Transmitir
conocimientos es un reto en toda regla. Especialmente si, en lugar de una sesión
formativa directa e interactiva, se recurre a un texto escrito, sujeto a
estrictas restricciones de espacio, y dirigido a un colectivo genérico de
amplio espectro cognitivo. El lenguaje y la forma de expresión pueden convertirse
en barreras infranqueables para un receptor innominado de los contenidos transmitidos.
En
mi caso personal, circunstancialmente, coincido con personas que han leído
algunos de mis artículos publicados en un periódico local. En ocasiones, ciertos
lectores me manifiestan las dificultades que encuentran para poder asimilar o
entender completamente el significado de los textos. Este tipo de situaciones
representa una considerable decepción para cualquiera que elabore un artículo
con fines esencialmente didácticos o divulgativos. Especialmente si se han
redactado en la creencia de que respondían a pautas de expresión incluyentes.
Una gran frustración. En descargo de ese incumplimiento de objetivos, aunque
basado en unas evidencias parciales, pueden apuntarse los aspectos antes
señalados, pero eso no debe impedir apreciar el gap entre las
expectativas y los logros.
Un
párrafo, extraído de uno de dichos artículos, que podría haber dado lugar al
juicio mencionado, es el siguiente: “… La inflación ocasiona múltiples
distorsiones en el ámbito del impuesto sobre la renta de las personas físicas
(IRPF), incluso aunque éste sea un impuesto proporcional, con un tipo de
gravamen fijo, por ejemplo, del 30%. Por una parte, se genera una carga
excesiva sobre las ganancias o plusvalías por la transmisión de activos.

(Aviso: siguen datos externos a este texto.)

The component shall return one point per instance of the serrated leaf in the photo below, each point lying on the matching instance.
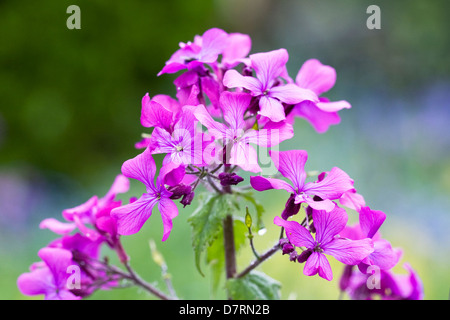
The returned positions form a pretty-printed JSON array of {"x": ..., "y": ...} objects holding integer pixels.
[
  {"x": 215, "y": 256},
  {"x": 254, "y": 286},
  {"x": 206, "y": 221}
]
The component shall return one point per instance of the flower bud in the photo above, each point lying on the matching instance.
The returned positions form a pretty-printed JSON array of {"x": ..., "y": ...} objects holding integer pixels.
[{"x": 229, "y": 179}]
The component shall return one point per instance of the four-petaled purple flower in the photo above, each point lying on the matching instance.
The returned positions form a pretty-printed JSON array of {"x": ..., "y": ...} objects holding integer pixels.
[
  {"x": 291, "y": 165},
  {"x": 269, "y": 68},
  {"x": 328, "y": 225}
]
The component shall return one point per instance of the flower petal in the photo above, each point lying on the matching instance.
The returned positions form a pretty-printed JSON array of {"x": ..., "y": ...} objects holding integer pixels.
[
  {"x": 350, "y": 252},
  {"x": 315, "y": 76},
  {"x": 142, "y": 168},
  {"x": 169, "y": 211},
  {"x": 318, "y": 263},
  {"x": 297, "y": 234},
  {"x": 291, "y": 164},
  {"x": 261, "y": 184}
]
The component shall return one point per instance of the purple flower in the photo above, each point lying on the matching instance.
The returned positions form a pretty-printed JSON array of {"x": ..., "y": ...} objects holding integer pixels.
[
  {"x": 272, "y": 93},
  {"x": 131, "y": 217},
  {"x": 328, "y": 225},
  {"x": 183, "y": 144},
  {"x": 291, "y": 165},
  {"x": 204, "y": 49},
  {"x": 383, "y": 256},
  {"x": 50, "y": 277},
  {"x": 236, "y": 135},
  {"x": 318, "y": 78}
]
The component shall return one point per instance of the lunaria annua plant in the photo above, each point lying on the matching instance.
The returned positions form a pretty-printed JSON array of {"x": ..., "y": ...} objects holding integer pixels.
[{"x": 231, "y": 111}]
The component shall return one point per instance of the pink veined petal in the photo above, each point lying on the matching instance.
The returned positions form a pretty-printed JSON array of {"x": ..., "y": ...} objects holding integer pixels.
[
  {"x": 39, "y": 281},
  {"x": 56, "y": 226},
  {"x": 272, "y": 134},
  {"x": 217, "y": 129},
  {"x": 296, "y": 233},
  {"x": 349, "y": 252},
  {"x": 169, "y": 211},
  {"x": 214, "y": 41},
  {"x": 131, "y": 217},
  {"x": 85, "y": 209},
  {"x": 332, "y": 186},
  {"x": 333, "y": 106},
  {"x": 320, "y": 120},
  {"x": 315, "y": 76},
  {"x": 121, "y": 184},
  {"x": 261, "y": 184},
  {"x": 271, "y": 108},
  {"x": 233, "y": 79},
  {"x": 154, "y": 114},
  {"x": 291, "y": 164},
  {"x": 234, "y": 105},
  {"x": 171, "y": 174},
  {"x": 57, "y": 260},
  {"x": 318, "y": 263},
  {"x": 329, "y": 224},
  {"x": 142, "y": 168},
  {"x": 383, "y": 256},
  {"x": 353, "y": 200},
  {"x": 292, "y": 94},
  {"x": 370, "y": 221},
  {"x": 244, "y": 156},
  {"x": 238, "y": 47},
  {"x": 269, "y": 65}
]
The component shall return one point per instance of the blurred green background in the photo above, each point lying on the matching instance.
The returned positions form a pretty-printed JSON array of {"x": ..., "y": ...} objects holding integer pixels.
[{"x": 70, "y": 107}]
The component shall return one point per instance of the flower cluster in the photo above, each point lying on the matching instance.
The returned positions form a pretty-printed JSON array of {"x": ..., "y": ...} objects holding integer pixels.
[{"x": 231, "y": 109}]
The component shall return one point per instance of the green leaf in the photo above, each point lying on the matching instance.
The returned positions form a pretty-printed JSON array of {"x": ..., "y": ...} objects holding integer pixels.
[
  {"x": 254, "y": 286},
  {"x": 206, "y": 221}
]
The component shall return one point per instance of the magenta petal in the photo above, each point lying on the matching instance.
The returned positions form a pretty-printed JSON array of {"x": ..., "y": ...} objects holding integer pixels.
[
  {"x": 57, "y": 226},
  {"x": 57, "y": 260},
  {"x": 169, "y": 211},
  {"x": 315, "y": 76},
  {"x": 261, "y": 184},
  {"x": 318, "y": 263},
  {"x": 233, "y": 79},
  {"x": 383, "y": 255},
  {"x": 350, "y": 252},
  {"x": 39, "y": 281},
  {"x": 370, "y": 221},
  {"x": 238, "y": 47},
  {"x": 333, "y": 106},
  {"x": 320, "y": 120},
  {"x": 234, "y": 105},
  {"x": 244, "y": 156},
  {"x": 131, "y": 217},
  {"x": 154, "y": 114},
  {"x": 292, "y": 94},
  {"x": 271, "y": 108},
  {"x": 296, "y": 233},
  {"x": 332, "y": 186},
  {"x": 214, "y": 41},
  {"x": 329, "y": 224},
  {"x": 291, "y": 164},
  {"x": 269, "y": 65},
  {"x": 142, "y": 168}
]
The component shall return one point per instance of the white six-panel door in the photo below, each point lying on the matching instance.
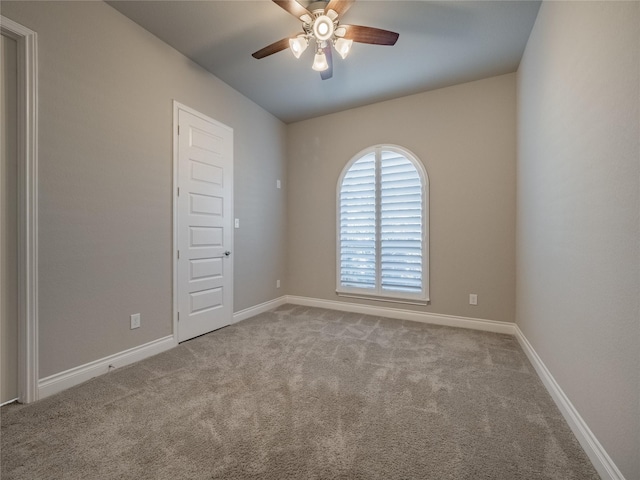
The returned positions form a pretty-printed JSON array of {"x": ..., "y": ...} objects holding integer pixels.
[{"x": 204, "y": 224}]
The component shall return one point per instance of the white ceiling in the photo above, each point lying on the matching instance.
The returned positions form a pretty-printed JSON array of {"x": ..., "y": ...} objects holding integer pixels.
[{"x": 440, "y": 44}]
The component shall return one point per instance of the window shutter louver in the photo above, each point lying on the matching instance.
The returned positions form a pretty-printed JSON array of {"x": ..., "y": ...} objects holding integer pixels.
[
  {"x": 358, "y": 225},
  {"x": 400, "y": 225},
  {"x": 382, "y": 227}
]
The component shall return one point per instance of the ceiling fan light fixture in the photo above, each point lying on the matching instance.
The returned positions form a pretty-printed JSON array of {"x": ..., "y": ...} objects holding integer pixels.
[
  {"x": 343, "y": 47},
  {"x": 320, "y": 62},
  {"x": 298, "y": 45},
  {"x": 323, "y": 28}
]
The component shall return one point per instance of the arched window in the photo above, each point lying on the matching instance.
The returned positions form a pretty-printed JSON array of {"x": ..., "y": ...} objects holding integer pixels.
[{"x": 382, "y": 225}]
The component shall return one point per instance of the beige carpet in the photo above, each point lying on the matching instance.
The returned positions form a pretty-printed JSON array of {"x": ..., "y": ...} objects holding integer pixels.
[{"x": 304, "y": 393}]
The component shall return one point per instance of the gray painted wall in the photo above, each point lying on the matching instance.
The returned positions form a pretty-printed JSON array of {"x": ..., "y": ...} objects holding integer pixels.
[
  {"x": 578, "y": 218},
  {"x": 9, "y": 225},
  {"x": 106, "y": 88},
  {"x": 465, "y": 136}
]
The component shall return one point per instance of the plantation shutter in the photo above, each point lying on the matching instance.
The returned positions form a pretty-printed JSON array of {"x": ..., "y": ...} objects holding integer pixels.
[
  {"x": 400, "y": 225},
  {"x": 358, "y": 225},
  {"x": 381, "y": 226}
]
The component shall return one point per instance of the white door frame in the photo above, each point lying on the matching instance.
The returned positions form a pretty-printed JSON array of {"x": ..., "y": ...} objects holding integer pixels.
[
  {"x": 174, "y": 252},
  {"x": 27, "y": 42}
]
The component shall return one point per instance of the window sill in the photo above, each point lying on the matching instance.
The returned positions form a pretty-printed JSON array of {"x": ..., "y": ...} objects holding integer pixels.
[{"x": 382, "y": 298}]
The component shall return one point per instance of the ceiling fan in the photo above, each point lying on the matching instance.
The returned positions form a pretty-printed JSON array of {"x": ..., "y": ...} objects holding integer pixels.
[{"x": 321, "y": 27}]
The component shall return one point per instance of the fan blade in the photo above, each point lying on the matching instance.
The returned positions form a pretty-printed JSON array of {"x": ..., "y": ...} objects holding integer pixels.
[
  {"x": 328, "y": 73},
  {"x": 295, "y": 9},
  {"x": 375, "y": 36},
  {"x": 339, "y": 6},
  {"x": 271, "y": 49}
]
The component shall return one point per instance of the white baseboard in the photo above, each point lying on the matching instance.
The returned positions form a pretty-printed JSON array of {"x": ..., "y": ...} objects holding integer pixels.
[
  {"x": 594, "y": 450},
  {"x": 74, "y": 376},
  {"x": 258, "y": 309},
  {"x": 402, "y": 314}
]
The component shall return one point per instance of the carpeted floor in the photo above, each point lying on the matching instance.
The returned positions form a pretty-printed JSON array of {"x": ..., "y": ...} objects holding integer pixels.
[{"x": 304, "y": 393}]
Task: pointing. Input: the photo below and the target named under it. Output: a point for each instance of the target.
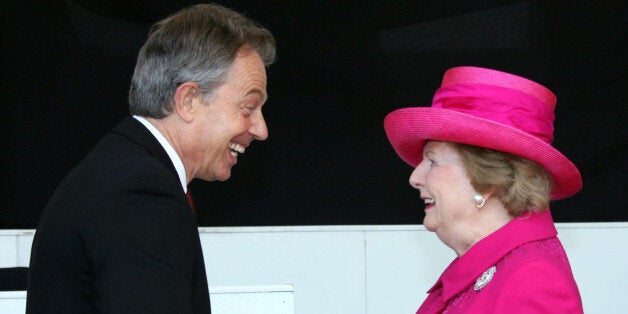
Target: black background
(342, 66)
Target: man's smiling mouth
(236, 149)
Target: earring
(479, 200)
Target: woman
(486, 170)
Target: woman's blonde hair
(520, 184)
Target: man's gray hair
(197, 44)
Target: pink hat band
(506, 106)
(487, 108)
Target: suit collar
(138, 133)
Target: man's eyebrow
(259, 92)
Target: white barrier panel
(379, 269)
(224, 300)
(253, 300)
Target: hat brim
(408, 129)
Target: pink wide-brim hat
(491, 109)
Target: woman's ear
(184, 104)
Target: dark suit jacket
(118, 235)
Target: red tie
(191, 202)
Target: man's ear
(184, 100)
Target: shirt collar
(465, 270)
(176, 160)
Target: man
(118, 235)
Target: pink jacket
(520, 268)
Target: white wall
(372, 269)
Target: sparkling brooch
(485, 278)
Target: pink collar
(465, 270)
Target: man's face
(231, 120)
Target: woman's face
(447, 192)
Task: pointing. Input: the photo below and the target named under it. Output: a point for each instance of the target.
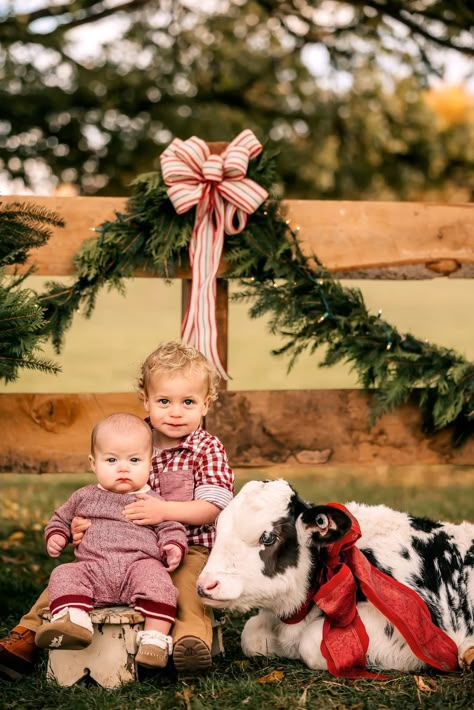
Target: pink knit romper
(118, 562)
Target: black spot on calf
(284, 552)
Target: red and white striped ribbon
(224, 197)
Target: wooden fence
(50, 433)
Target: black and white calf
(270, 551)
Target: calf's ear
(325, 523)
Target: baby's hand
(146, 510)
(78, 528)
(55, 545)
(173, 556)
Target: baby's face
(121, 462)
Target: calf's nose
(206, 585)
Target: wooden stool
(110, 658)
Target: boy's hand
(146, 510)
(173, 556)
(78, 528)
(55, 545)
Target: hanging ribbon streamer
(224, 198)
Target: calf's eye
(267, 538)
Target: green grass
(235, 682)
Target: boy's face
(121, 460)
(176, 404)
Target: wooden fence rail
(50, 432)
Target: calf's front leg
(258, 635)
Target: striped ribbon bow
(224, 197)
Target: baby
(118, 562)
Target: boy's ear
(326, 524)
(207, 404)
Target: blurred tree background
(93, 90)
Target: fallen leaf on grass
(428, 686)
(272, 677)
(241, 664)
(186, 696)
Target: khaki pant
(193, 618)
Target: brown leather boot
(191, 654)
(18, 653)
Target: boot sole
(190, 655)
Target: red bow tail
(345, 641)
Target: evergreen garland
(307, 306)
(22, 321)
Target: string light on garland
(305, 305)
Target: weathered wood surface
(417, 240)
(51, 433)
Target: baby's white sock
(77, 616)
(155, 638)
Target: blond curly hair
(173, 357)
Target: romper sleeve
(60, 521)
(171, 532)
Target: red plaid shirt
(195, 469)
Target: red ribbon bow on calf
(224, 197)
(345, 640)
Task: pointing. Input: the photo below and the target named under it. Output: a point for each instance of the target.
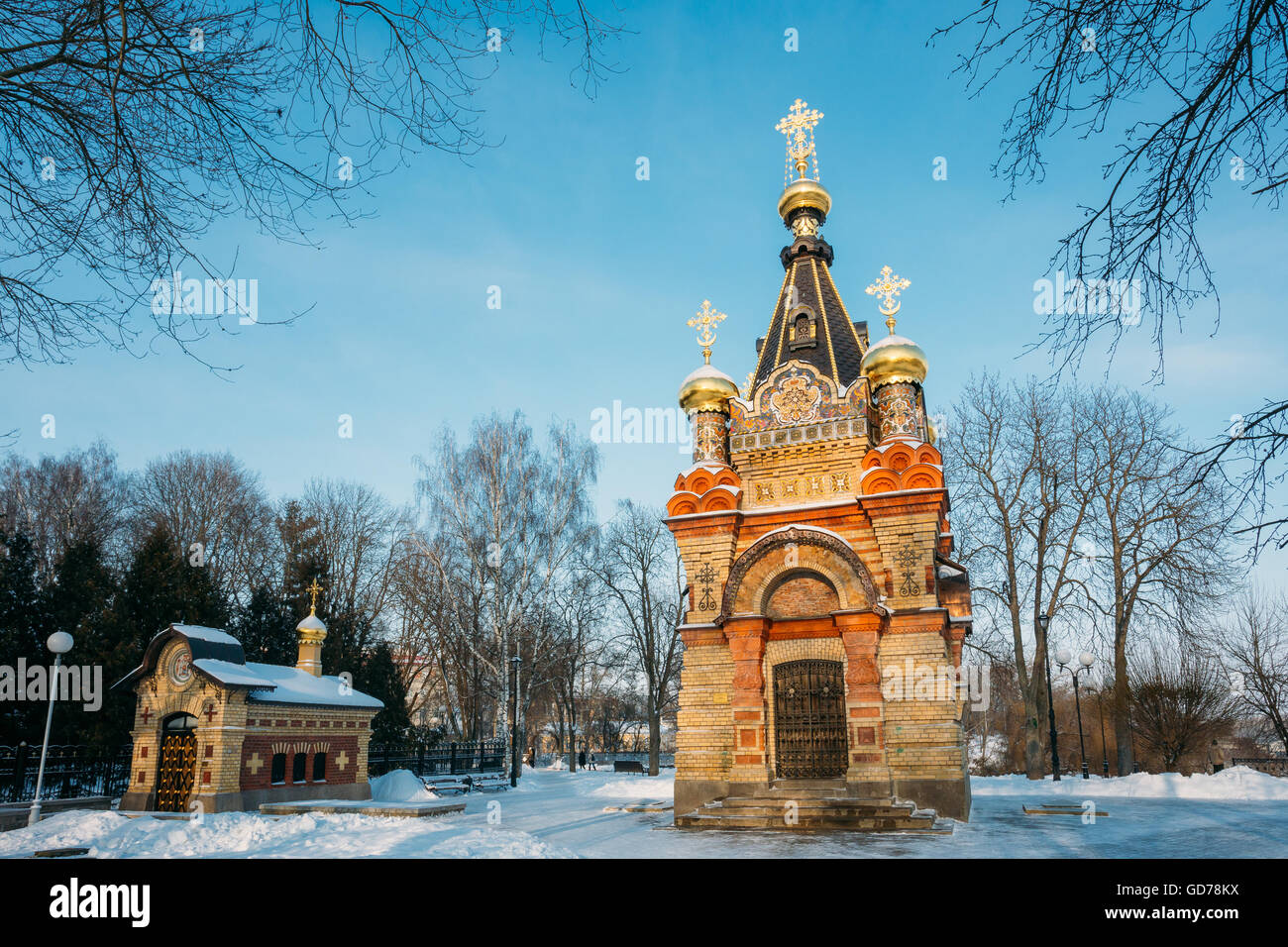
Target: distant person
(1216, 758)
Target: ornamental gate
(176, 770)
(809, 720)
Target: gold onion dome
(707, 388)
(804, 193)
(894, 359)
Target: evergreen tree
(266, 628)
(378, 677)
(24, 628)
(159, 587)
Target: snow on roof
(292, 685)
(230, 673)
(282, 684)
(206, 634)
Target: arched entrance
(178, 764)
(809, 720)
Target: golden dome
(804, 193)
(707, 389)
(894, 359)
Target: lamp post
(1044, 621)
(59, 643)
(1086, 659)
(1104, 746)
(514, 720)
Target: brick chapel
(814, 532)
(218, 731)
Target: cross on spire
(313, 590)
(706, 321)
(888, 286)
(798, 125)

Supongamos que una persona compró acciones por importe de €10.000 en el año 2001
y las vende por €20.000 en 2021, y que, entre ambos años, los precios han
aumentado un 40%. Dicha persona tendría que tributar por una renta de €10.000,
cuando sólo debería hacerlo por la ganancia real (€6.000)”.
Reconociendo
lo anterior, no deja de llamar la atención la eficacia aparente que, a tenor,
no ya de declaraciones aisladas, sino masivas, tienen textos de más enjundia
que se ocupan de dar explicaciones, supuestamente llanas, de cuestiones
bastante complejas. A título de ejemplo, el siguiente párrafo escrito por Stephen
Hawking, para explicar la creación de universo, puede ser ilustrativo: “El
universo comenzó con el Big Bang, que provocó una expansión cada vez más rápida
en un proceso llamado inflación, palaba que también describe el fenómeno del
aumento de precios. La inflación al comienzo del universo fue mucho más rápida que
la inflación de los precios: consideramos que la inflación es muy alta si los
precios se doblan en un año, pero el universo dobló su tamaño muchas veces en
una minúscula fracción de segundo”.
Hasta
aquí, miel sobre hojuelas, pero la inflación de la exigencia cognitiva tampoco
para: “La inflación hizo que el universo se volviera muy grande, muy uniforme y
plano, aunque no era del todo uniforme: había pequeñísimas variaciones en
algunos lugares que causaban diminutas diferencias en la temperatura del universo
temprano reflejadas en lo que se conoce como la radiación de fondo de
microondas. Esas variaciones significan que algunas regiones se expandirán algo
más despacio y en algún momento dejarán de hacerlo y colapsarán formando
galaxias y estrellas. Debemos la vida a esas variaciones; si el universo
temprano hubiera sido totalmente uniforme, no habría galaxias ni estrellas y,
por lo tanto, la vida no podría haber surgido”.
Son
claras y evidentes, según parece, las diferencias entre las inflaciones mundanas
y las inflaciones cósmicas.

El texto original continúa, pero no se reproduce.